The Boston Red Sox were still cursed. Tweets were still bird noises. And Greece was prepping to host the Summer Olympics, not the scourge of the global economy. Such was life in May of 2004, which, until today, marked the last time Roger Federer failed to reach the semifinals of a Grand Slam tennis tournament.
One of the more remarkable, and underappreciated, sports streaks ended in Paris, as Robin Soderling of Sweden eliminated Federer from this year’s French Open, 3-6, 6-3, 7-5, 6-4, in a quarterfinal match marred by rain. The lanky, strong-serving Swede is developing into quite the upset specialist – last year, he ended Rafael Nadal’s streak of four consecutive French titles by knocking him out of the fourth round.
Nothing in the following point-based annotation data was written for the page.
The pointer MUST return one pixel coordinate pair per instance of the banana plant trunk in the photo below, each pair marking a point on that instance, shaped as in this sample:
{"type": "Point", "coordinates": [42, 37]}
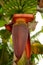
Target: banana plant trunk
{"type": "Point", "coordinates": [20, 34]}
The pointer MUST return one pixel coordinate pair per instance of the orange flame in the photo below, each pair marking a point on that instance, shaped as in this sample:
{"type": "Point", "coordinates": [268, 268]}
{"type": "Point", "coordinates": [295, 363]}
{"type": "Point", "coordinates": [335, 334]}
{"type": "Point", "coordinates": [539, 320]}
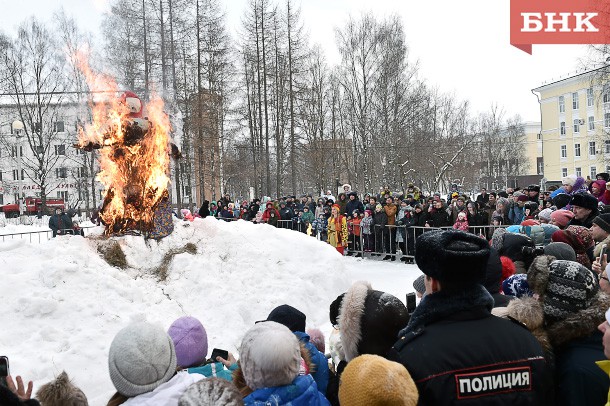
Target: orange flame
{"type": "Point", "coordinates": [134, 160]}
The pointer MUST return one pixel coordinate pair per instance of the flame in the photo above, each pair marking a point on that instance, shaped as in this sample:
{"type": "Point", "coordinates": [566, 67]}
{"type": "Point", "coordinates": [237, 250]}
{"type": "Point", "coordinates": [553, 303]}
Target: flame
{"type": "Point", "coordinates": [134, 154]}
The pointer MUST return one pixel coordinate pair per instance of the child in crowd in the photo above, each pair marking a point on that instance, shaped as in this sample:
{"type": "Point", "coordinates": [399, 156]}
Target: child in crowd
{"type": "Point", "coordinates": [462, 222]}
{"type": "Point", "coordinates": [319, 227]}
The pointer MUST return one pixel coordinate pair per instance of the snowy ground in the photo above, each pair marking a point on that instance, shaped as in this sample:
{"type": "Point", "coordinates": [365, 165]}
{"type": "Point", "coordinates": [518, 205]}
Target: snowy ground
{"type": "Point", "coordinates": [63, 304]}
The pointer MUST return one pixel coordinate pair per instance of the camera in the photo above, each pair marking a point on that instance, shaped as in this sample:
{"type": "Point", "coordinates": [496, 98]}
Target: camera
{"type": "Point", "coordinates": [532, 251]}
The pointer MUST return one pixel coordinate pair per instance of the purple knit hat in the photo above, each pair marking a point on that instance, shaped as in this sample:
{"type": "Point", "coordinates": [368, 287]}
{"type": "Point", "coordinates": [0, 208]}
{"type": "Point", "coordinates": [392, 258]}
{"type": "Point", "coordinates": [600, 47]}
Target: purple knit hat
{"type": "Point", "coordinates": [190, 340]}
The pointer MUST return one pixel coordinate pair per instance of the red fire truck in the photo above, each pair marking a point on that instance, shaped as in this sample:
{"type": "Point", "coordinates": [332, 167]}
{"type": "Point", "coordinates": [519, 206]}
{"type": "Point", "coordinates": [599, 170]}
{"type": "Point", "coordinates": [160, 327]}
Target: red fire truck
{"type": "Point", "coordinates": [32, 205]}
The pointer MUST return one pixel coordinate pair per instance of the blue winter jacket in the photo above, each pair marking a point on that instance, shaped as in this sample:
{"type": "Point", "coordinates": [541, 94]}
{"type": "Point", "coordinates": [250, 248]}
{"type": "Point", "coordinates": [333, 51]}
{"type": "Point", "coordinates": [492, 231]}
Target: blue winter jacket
{"type": "Point", "coordinates": [214, 370]}
{"type": "Point", "coordinates": [301, 392]}
{"type": "Point", "coordinates": [320, 375]}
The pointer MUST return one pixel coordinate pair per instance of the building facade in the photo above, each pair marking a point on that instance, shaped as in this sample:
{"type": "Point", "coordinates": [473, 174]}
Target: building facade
{"type": "Point", "coordinates": [575, 116]}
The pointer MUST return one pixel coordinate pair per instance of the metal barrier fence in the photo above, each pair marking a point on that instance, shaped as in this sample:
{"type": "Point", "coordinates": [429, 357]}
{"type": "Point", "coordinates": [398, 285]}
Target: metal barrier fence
{"type": "Point", "coordinates": [394, 242]}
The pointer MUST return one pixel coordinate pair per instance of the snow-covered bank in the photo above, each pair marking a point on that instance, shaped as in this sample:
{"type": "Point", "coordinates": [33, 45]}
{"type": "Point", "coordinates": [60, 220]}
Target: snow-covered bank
{"type": "Point", "coordinates": [63, 303]}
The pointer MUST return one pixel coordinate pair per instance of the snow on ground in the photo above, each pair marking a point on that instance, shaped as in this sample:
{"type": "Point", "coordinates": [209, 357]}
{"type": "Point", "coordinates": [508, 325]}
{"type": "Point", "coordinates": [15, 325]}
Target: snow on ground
{"type": "Point", "coordinates": [63, 304]}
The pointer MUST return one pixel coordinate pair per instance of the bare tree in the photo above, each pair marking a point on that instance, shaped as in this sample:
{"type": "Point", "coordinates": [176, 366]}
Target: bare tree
{"type": "Point", "coordinates": [33, 72]}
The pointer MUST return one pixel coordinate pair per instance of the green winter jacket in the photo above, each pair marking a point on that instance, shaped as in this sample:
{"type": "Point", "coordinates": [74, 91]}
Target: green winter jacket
{"type": "Point", "coordinates": [214, 370]}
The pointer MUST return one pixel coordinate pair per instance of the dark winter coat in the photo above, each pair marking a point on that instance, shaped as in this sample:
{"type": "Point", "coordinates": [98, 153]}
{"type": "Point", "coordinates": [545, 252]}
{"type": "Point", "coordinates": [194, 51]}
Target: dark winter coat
{"type": "Point", "coordinates": [204, 210]}
{"type": "Point", "coordinates": [301, 392]}
{"type": "Point", "coordinates": [380, 220]}
{"type": "Point", "coordinates": [352, 205]}
{"type": "Point", "coordinates": [286, 213]}
{"type": "Point", "coordinates": [342, 202]}
{"type": "Point", "coordinates": [574, 340]}
{"type": "Point", "coordinates": [459, 353]}
{"type": "Point", "coordinates": [163, 221]}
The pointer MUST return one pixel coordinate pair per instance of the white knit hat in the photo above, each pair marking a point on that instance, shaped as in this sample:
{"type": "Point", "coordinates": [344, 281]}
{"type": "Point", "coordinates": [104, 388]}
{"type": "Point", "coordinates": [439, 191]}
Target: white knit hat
{"type": "Point", "coordinates": [569, 180]}
{"type": "Point", "coordinates": [141, 357]}
{"type": "Point", "coordinates": [270, 355]}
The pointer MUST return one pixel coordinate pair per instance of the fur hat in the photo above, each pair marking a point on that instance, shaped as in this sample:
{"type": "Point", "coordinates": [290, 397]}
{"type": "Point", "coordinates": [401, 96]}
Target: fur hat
{"type": "Point", "coordinates": [562, 200]}
{"type": "Point", "coordinates": [579, 238]}
{"type": "Point", "coordinates": [61, 392]}
{"type": "Point", "coordinates": [452, 256]}
{"type": "Point", "coordinates": [571, 287]}
{"type": "Point", "coordinates": [370, 380]}
{"type": "Point", "coordinates": [562, 217]}
{"type": "Point", "coordinates": [545, 215]}
{"type": "Point", "coordinates": [419, 285]}
{"type": "Point", "coordinates": [269, 355]}
{"type": "Point", "coordinates": [569, 180]}
{"type": "Point", "coordinates": [560, 250]}
{"type": "Point", "coordinates": [584, 200]}
{"type": "Point", "coordinates": [190, 340]}
{"type": "Point", "coordinates": [603, 221]}
{"type": "Point", "coordinates": [211, 392]}
{"type": "Point", "coordinates": [516, 285]}
{"type": "Point", "coordinates": [533, 188]}
{"type": "Point", "coordinates": [141, 357]}
{"type": "Point", "coordinates": [316, 337]}
{"type": "Point", "coordinates": [369, 320]}
{"type": "Point", "coordinates": [288, 316]}
{"type": "Point", "coordinates": [497, 239]}
{"type": "Point", "coordinates": [604, 175]}
{"type": "Point", "coordinates": [513, 244]}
Soderling and Nadal, who has yet to drop a set at this year’s French, are now on a path to stage a rematch in the finals; with Federer’s loss, Nadal will also reclaim his number one world ranking.
It’s fitting that Federer’s 23-tournament streak ended at the French, his weakest Grand Slam (he won his first and only title last year, beating Soderling in the Final). If Federer’s game has anything close to a weakness, it’s his consistency on clay. An era will truly end when Federer fails to reach the semis at Wimbledon, a tournament he can probably win while changing the diapers of his twin daughters, or on the hard courts of New York or Melbourne.
Still, a Grand Slam semi without Federer is surely going to feel weird. And it’s sure to remind sports fans that, amidst all the grousing about Federer’s lack of charisma, we probably should have savored his ungodly talent a bit more.